Aleś się zawzięła.
Ja stchórzyłam - bałam się deszczu i błota więc tym bardziej mogę ciebie podziwiać
Moje gałęzie od jesieni czekają na spalenie, ale nie w ognisku tylko na ścieżce z kostki.
A takie kiełbaski nad ogniskiem, albo pieczone ziemniaczki..... mniam....
Moniko piękne oznaki wiosny, gratuluję odwagi aerobic to wspaniała rzecz, jak zaczniesz plewić to na pewno trochę kilogramów zgubisz. Ten tydzień zapowiadają pogodowo nieciekawy, ale po 15 ruszamy ze sprzętem ogrodniczym pełną parą i każda z nas będzie szczuplała w oczach.
Ja wszystkich gałązek bym nie paliła grubsze, sztywniejsze i proste zostawiłabym na paliki, póżniej będziesz miała jak znalazł.
Ale fajnie, że pojechałaś na działkę Moniko. Tylko ta pogoda ....
Przebiśniegi (hm.. to chyba one? ) prześliczne!
Jak to dobrze, że coraz bliżej do naszych ulubionych pór roku
a tym samym i naszych wyjazdów.
Ale fajną wiosnę masz Wcale się nie dziwię. że z niecierpliwością czekasz na weekendowe wypady na działkę.

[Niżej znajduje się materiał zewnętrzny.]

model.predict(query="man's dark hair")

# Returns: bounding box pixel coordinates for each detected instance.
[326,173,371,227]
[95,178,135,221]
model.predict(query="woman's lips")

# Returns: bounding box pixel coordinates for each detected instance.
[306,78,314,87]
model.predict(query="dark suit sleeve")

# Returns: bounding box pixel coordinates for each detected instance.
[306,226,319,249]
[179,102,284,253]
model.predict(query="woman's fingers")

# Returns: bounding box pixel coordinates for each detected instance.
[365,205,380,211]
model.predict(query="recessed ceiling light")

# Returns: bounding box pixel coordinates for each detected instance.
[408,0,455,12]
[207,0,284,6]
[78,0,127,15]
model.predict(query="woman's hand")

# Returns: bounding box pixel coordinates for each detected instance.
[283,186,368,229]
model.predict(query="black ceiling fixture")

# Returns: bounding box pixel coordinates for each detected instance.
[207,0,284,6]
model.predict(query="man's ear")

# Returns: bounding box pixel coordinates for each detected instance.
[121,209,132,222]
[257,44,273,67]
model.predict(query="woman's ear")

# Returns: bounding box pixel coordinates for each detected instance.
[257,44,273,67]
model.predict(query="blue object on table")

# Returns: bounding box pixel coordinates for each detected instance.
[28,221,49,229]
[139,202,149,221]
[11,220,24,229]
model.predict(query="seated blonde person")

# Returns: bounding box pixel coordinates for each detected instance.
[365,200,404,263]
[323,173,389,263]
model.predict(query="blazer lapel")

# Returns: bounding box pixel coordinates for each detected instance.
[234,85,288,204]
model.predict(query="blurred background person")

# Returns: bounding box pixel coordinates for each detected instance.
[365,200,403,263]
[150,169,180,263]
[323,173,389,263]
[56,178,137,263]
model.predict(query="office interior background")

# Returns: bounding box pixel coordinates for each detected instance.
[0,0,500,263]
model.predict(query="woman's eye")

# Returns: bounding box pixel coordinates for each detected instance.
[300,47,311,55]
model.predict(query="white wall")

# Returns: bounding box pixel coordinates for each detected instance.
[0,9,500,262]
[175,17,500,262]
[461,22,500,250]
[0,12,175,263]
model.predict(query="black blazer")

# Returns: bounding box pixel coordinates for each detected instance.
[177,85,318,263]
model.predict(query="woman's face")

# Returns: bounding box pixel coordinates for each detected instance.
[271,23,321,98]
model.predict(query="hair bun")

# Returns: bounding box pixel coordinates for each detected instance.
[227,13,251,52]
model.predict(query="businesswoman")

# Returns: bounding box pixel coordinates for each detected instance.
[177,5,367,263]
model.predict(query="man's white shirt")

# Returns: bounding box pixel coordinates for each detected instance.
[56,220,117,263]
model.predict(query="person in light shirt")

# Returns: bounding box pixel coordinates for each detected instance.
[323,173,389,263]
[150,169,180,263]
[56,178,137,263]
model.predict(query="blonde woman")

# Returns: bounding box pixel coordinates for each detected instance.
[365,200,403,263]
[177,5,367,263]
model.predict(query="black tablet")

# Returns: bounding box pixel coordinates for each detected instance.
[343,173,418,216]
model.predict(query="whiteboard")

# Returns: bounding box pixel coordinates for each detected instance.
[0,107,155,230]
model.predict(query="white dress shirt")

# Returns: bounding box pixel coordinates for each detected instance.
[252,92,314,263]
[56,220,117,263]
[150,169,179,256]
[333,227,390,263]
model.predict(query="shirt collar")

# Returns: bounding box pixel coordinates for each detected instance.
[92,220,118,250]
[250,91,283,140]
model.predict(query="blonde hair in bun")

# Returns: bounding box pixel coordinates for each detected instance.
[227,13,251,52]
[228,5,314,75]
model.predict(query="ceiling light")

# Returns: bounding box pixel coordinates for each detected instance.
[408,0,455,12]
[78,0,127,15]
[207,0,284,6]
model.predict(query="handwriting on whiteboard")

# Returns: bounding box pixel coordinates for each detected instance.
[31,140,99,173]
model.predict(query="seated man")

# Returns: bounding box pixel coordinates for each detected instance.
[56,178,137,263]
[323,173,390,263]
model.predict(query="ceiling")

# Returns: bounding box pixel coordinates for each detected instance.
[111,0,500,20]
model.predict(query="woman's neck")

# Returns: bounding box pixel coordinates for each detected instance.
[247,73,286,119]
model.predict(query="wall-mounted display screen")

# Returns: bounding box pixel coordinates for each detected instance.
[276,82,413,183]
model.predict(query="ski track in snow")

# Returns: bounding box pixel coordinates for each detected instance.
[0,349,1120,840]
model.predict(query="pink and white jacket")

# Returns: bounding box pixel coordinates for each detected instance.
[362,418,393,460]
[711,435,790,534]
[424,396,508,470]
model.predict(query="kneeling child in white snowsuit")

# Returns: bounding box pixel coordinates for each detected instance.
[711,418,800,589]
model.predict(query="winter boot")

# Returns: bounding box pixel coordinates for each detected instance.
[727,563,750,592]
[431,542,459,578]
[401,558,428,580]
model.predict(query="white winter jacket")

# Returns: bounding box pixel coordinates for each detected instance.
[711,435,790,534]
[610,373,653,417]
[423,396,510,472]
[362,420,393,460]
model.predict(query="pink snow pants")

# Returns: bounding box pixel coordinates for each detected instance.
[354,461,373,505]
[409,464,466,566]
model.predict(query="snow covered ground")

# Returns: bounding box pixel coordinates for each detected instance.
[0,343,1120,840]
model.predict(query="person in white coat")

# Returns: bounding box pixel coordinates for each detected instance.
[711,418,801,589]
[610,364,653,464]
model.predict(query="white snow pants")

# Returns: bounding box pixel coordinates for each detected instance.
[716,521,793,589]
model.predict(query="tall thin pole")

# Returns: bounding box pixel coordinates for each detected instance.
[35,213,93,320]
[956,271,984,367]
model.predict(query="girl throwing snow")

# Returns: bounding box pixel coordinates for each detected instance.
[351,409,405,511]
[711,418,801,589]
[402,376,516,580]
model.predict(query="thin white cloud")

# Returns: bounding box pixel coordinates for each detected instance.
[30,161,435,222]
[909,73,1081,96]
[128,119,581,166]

U mnie tez słonko się pokazuje i będę działać w ogródku
Kochani, nie dostawałam powiadomień i nie wiedziałam, że miałam wiosennych gości! Dziękuję i zapraszam ponownie.
Dzisiaj mija rok jak odkryłam to FORUM więc zapraszam na urodzinowe przyjęcie!
Aż trudno uwierzyć ile się w ciągu tego roku zmieniło w moim życiu, ile zdobytej dzięki WAM wiedzy, ile przyjaźni, że o roślinkach już nie wspomnę!